Nonfarm payrolls rose only 74,000 last month, the smallest increase since January 2011, and the unemployment rate fell 0.3 percentage point to 6.7 percent, the Labor Department said on Friday. The unemployment rate was the lowest since October 2008 and mostly reflected people leaving the labor force.
The step back in hiring is at odds with other employment indicators that have painted an upbeat picture of the jobs market. The data showed that 38,000 more jobs were added in November than previously reported.
"It looks like it's a weather issue - a big drop in construction and a 1,000 drop in transportation. People will focus on the unemployment rate drop and the upward revision to the prior month," said John Canally, an economist for LPL Financial in Boston
Construction employment fell for the first time since May and leisure and hospitality payrolls rose marginally, suggesting that extremely cold weather in some parts of the country had held back hiring. In addition, transportation payrolls recorded their first decline in five month.
There was also a decline in the average workweek.
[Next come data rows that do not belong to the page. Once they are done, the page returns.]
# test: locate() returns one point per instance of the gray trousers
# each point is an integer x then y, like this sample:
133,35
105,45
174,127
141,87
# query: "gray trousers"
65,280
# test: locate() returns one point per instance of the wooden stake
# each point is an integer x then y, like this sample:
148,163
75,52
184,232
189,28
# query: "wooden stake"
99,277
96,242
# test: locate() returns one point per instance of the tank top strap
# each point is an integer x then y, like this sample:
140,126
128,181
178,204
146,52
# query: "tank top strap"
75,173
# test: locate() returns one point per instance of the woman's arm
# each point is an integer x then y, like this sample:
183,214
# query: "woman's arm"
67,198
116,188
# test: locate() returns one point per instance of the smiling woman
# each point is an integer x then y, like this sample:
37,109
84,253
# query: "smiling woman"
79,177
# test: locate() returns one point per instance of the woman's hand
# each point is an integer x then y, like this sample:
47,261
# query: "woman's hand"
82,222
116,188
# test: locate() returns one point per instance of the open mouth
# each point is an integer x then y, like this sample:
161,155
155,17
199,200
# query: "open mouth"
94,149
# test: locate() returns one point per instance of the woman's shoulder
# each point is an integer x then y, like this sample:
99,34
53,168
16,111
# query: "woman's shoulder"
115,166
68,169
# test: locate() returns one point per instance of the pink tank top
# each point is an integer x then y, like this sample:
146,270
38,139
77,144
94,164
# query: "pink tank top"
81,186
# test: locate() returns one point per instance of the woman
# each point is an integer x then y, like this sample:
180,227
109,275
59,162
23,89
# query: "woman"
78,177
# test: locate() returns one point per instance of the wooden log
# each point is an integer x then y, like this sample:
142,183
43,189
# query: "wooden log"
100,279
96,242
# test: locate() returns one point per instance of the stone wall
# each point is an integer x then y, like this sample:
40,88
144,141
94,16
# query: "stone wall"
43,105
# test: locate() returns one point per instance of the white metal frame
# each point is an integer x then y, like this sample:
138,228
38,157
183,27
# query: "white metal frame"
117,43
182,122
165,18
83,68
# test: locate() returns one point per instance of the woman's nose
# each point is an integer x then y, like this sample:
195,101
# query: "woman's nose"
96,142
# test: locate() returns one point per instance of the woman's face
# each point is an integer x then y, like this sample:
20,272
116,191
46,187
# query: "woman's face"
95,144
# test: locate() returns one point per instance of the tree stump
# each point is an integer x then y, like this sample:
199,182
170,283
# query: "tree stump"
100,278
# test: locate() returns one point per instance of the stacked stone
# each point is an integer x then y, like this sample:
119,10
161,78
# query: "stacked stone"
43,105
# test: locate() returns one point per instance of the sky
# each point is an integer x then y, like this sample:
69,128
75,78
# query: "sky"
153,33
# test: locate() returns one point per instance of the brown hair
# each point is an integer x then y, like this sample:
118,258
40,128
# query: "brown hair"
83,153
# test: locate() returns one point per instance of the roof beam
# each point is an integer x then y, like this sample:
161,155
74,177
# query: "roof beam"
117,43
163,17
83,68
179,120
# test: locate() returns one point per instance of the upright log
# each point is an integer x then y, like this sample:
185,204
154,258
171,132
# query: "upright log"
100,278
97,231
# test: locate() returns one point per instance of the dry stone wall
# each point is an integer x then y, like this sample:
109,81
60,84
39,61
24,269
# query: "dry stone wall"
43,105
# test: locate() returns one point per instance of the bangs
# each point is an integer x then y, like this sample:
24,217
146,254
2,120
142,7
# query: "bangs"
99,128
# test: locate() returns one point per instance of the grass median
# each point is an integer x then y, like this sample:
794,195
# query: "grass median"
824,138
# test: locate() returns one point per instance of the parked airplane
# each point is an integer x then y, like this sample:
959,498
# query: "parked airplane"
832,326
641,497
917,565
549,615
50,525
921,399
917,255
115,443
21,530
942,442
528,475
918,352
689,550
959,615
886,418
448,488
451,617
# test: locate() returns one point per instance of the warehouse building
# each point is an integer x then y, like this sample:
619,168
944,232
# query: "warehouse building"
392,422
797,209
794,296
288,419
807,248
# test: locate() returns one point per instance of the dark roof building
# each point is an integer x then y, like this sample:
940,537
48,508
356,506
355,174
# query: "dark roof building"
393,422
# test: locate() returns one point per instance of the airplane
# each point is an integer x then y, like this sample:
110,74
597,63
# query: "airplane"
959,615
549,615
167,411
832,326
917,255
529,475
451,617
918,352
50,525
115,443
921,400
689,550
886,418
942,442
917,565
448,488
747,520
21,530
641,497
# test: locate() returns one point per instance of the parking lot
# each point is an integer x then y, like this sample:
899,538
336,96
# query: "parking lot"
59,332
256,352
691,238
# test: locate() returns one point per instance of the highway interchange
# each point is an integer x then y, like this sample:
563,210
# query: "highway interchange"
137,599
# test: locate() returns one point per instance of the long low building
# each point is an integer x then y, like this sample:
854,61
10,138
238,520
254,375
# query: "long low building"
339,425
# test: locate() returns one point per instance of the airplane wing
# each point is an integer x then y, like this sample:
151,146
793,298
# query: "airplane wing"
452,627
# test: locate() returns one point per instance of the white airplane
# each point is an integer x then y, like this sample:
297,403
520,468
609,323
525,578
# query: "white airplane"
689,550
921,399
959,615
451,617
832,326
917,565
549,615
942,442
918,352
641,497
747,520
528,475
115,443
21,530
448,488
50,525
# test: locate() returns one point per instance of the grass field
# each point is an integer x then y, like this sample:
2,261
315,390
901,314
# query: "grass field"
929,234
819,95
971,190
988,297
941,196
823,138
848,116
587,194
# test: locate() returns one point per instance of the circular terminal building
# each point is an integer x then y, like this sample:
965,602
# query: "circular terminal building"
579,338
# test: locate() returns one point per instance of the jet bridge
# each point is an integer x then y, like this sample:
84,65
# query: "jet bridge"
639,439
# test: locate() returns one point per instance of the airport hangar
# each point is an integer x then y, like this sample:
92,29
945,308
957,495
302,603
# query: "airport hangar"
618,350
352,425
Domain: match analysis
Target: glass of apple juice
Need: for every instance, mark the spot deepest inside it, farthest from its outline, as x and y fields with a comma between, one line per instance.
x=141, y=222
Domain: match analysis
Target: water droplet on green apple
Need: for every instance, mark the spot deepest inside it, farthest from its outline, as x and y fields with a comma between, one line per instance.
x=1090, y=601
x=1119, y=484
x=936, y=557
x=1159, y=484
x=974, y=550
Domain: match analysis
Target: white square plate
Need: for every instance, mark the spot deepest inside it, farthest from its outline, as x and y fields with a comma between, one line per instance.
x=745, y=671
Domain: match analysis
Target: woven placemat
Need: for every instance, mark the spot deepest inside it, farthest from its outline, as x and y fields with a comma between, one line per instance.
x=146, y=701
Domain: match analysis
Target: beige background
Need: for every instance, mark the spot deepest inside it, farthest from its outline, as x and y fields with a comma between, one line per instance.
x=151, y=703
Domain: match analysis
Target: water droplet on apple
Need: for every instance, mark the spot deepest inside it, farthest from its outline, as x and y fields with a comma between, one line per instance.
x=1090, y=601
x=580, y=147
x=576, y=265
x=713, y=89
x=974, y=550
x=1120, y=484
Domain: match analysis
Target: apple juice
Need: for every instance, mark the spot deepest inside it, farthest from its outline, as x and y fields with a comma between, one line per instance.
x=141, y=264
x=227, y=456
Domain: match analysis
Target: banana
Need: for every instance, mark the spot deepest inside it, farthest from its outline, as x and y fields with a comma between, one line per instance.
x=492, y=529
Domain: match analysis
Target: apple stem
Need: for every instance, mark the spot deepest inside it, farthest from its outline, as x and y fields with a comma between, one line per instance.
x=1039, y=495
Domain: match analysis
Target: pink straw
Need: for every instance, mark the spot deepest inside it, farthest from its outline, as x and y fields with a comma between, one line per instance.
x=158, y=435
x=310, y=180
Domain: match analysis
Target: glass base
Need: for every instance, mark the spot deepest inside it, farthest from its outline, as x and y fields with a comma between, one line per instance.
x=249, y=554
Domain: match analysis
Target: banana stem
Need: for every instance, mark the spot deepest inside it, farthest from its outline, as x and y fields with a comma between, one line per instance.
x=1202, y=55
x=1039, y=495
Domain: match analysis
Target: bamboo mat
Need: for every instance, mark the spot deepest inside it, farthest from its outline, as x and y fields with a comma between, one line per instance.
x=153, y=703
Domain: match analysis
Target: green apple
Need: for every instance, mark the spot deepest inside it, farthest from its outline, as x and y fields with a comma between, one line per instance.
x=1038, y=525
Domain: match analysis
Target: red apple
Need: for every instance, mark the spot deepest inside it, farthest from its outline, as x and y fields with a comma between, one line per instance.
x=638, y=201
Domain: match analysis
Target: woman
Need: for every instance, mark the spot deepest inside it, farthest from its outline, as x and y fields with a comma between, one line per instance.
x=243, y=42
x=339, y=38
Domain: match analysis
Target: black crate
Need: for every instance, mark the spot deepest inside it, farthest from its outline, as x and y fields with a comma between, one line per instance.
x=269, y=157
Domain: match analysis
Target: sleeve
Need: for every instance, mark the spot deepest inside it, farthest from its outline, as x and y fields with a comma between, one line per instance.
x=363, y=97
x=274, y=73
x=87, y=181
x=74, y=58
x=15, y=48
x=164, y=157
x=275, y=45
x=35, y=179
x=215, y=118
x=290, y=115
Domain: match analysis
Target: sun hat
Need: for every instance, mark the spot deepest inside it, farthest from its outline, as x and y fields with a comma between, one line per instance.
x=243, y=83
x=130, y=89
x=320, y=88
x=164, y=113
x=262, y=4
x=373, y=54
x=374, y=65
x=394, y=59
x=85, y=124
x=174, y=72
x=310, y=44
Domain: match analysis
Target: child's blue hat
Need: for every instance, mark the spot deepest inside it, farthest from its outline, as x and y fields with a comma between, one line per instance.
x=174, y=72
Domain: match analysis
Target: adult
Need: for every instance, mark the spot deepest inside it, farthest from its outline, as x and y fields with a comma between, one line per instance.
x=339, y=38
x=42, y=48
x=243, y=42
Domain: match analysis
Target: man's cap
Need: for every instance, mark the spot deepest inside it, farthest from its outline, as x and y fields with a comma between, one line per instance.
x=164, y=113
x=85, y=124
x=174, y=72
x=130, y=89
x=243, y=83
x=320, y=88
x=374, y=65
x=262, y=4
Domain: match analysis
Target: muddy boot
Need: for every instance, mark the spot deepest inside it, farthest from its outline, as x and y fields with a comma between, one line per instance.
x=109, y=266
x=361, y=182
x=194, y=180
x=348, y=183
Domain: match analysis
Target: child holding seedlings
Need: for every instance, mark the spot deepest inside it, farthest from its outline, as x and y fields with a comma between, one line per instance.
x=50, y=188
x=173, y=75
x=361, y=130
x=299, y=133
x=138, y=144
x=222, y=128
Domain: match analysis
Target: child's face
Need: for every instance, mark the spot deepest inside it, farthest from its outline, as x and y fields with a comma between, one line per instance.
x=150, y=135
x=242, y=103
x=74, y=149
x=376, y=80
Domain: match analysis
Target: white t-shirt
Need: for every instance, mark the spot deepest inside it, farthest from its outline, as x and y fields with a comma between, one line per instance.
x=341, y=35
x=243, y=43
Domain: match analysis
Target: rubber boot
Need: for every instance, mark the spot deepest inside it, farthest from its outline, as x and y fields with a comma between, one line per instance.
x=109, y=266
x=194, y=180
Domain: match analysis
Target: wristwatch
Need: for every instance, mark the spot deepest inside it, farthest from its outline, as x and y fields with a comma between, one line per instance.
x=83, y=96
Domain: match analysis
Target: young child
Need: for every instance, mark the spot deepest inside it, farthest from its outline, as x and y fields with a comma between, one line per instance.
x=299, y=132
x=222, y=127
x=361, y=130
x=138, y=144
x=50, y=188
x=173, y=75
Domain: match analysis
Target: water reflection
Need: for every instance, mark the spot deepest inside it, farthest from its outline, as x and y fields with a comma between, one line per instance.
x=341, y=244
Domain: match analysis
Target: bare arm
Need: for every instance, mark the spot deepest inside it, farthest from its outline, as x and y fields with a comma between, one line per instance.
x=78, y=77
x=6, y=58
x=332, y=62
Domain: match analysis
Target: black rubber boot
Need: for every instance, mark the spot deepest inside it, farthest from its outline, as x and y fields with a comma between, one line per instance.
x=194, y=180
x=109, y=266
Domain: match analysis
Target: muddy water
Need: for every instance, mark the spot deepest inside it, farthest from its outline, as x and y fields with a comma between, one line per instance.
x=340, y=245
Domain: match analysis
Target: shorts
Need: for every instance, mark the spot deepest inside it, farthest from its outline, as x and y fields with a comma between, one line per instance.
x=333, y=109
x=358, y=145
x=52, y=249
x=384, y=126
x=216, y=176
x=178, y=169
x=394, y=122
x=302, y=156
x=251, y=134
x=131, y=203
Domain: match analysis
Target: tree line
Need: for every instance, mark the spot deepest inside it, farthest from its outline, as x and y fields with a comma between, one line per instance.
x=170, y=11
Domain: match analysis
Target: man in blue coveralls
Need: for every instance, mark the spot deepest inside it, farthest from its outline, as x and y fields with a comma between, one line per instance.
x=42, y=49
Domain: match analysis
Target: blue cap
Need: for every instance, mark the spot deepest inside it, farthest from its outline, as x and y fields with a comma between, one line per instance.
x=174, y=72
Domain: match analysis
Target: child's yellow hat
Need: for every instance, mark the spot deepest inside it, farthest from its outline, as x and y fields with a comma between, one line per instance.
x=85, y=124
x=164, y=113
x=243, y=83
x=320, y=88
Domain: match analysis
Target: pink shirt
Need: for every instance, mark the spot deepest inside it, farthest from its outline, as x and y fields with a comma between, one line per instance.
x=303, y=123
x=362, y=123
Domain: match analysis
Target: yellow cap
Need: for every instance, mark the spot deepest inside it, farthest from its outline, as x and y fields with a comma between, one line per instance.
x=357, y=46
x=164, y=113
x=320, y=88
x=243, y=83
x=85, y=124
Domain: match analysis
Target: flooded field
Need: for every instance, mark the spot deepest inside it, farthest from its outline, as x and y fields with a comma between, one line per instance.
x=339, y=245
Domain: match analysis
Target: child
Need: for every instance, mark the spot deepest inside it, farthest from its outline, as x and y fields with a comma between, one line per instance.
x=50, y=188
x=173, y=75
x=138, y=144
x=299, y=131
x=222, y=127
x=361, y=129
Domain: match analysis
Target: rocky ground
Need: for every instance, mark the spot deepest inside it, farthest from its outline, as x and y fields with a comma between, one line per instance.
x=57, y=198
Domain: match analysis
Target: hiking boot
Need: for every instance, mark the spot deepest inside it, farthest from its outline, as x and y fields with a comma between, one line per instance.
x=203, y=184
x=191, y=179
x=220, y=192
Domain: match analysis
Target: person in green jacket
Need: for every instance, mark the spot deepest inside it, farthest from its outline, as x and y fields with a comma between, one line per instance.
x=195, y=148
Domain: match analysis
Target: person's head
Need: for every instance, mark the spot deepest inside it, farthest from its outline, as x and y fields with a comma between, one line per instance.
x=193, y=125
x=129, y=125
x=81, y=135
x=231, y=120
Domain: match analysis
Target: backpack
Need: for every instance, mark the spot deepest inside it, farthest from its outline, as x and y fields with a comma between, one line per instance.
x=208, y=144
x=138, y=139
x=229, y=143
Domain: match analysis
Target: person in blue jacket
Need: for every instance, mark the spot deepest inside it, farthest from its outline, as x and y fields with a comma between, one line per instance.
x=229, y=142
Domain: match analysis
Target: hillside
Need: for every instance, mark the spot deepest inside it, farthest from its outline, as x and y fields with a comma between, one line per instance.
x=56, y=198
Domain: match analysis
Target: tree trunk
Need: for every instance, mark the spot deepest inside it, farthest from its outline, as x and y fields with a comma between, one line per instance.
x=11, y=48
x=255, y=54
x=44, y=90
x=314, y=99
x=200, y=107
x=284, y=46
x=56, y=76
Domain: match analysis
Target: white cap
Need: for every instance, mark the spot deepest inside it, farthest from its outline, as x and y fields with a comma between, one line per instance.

The smaller survey of households showed 273,000 people stayed at home because of the bad weather, the most since 1977.
Economists polled by Reuters had expected job gains of 196,000 jobs last month. But many pushed up their forecasts in the wake of upbeat labor market data during the week.
U.S. stock index futures trimmed gains on the report, while prices for U.S. Treasury debt rose.
A string of data - from consumer spending and trade to industrial production - has suggested the economy ended 2013 on strong footing and is positioned to gain even more strength this year.
MORE PEOPLE LEAVE THE LABOR FORCE
The change in the economy's fortunes, which gave the Federal Reserve confidence last month to start dialing back its massive monetary stimulus, reflects waning fiscal uncertainty after lawmakers in Washington agreed on a two-year budget.
The labor force participation rate, or the proportion of working-age Americans who have a job or are looking for one fell 0.2 percentage point to 62.8 percent, the same as in October when the rate fell to its lowest since 1978.
That accounted for two thirds of the drop in the unemployment rate last month, but there was also an increase in household employment.
The U.S. central bank announced in December that it would trim its monthly purchases to $75 billion from $85 billion, and many economists expect it to decide on a similar-sized cut at its next meeting on Jan. 28-29.
Growth this year is expected to top 3 percent, a sharp acceleration from the 1.7 percent forecast for 2013.
Last month, the private sector accounted for all the gains in employment, with government payrolls falling 13,000 after rising 15,000 in November.
Manufacturing employment rose 9,000. While it was fifth straight month of gains, it was a slowdown from November's hefty 31,000 count. The number of construction jobs fell 16,000, snapping six consecutive months of gains.
Employment in the retail sector accelerated after slowing in November. There were also payroll gains in professional and business services.
Average hourly earnings rose two cents. The length of the workweek fell to 34.4 hours from 34.5 hours.